Nine ladies dancing are the nine fruits of the Spirit that Paul gives in his letter to the Galatians. I so appreciate that it’s ladies dancing for the fruit of the Spirit. These are the attributes that all Jesus Followers are to exhibit: love, joy, peace, patience, kindness, goodness, faithfulness, gentleness, and self-control. Please notice it says ‘self-control’ not ‘control others.’
Ten lords leaping are the Ten Commandments. I choose to interpret this as the way men have tried to leap over the intended use of these commands of God. God gave them to teach us what God’s will for us is – how to love God and each other well, not so we could attempt to use them to force others into submission to our will.
And as we come near the end, eleven pipers, representing the eleven so-called faithful disciples, leaving out Judas Iscariot. But what about Peter’s predicted denial? What about the other nine or ten, depending on which version you read, who fled and hid instead of standing at the foot of the cross with the women? This should teach us grace and forgiveness instead of using it to build our egos about how we’d never deny Jesus.
At at long last, the twelve drummers. How many of you predicted this would be the symbol for the disciples? But no – it is for the Apostles’ Creed which summarizes the tenets of our belief. Remember that an apostle is one who is sent out. In that sense we are all apostles, we are sent into this world to proclaim the love of God for all people, as remain disciples, life long learners of the Way of Jesus.
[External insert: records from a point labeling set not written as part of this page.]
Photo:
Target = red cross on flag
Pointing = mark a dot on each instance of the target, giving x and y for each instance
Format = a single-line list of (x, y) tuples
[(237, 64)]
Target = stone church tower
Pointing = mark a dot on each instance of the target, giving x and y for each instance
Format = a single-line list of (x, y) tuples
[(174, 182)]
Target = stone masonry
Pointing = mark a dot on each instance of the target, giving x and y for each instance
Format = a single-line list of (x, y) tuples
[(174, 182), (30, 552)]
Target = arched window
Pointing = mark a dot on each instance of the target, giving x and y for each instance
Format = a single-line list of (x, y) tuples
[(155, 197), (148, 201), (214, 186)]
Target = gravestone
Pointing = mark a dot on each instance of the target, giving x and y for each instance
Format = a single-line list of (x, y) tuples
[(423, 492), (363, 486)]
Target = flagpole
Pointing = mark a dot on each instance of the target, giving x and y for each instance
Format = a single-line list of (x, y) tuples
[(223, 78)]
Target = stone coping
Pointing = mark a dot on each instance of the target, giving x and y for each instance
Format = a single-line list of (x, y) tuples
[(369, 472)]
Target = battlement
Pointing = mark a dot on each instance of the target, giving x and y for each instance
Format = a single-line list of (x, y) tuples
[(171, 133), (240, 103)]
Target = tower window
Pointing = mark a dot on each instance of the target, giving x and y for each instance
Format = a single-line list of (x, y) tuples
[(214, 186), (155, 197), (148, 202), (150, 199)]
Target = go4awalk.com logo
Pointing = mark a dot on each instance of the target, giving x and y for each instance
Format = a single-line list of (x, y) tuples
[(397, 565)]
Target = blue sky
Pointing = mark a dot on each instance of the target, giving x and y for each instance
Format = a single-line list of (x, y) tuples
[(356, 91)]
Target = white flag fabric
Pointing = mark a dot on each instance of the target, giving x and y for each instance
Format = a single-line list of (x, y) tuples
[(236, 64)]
Our relationship with God isn’t about counting days on a calendar or defined by symbols, it is lived. From the beginning, God’s plan was to be in relationship with us, to come to us and show us how to love. This is the good news of Christmas Day, on each of the twelve days of Christmas, and every day of the year, and throughout all eternity. Amen.
What a great Christmas sermon! Hope you are doing well. I think of you often.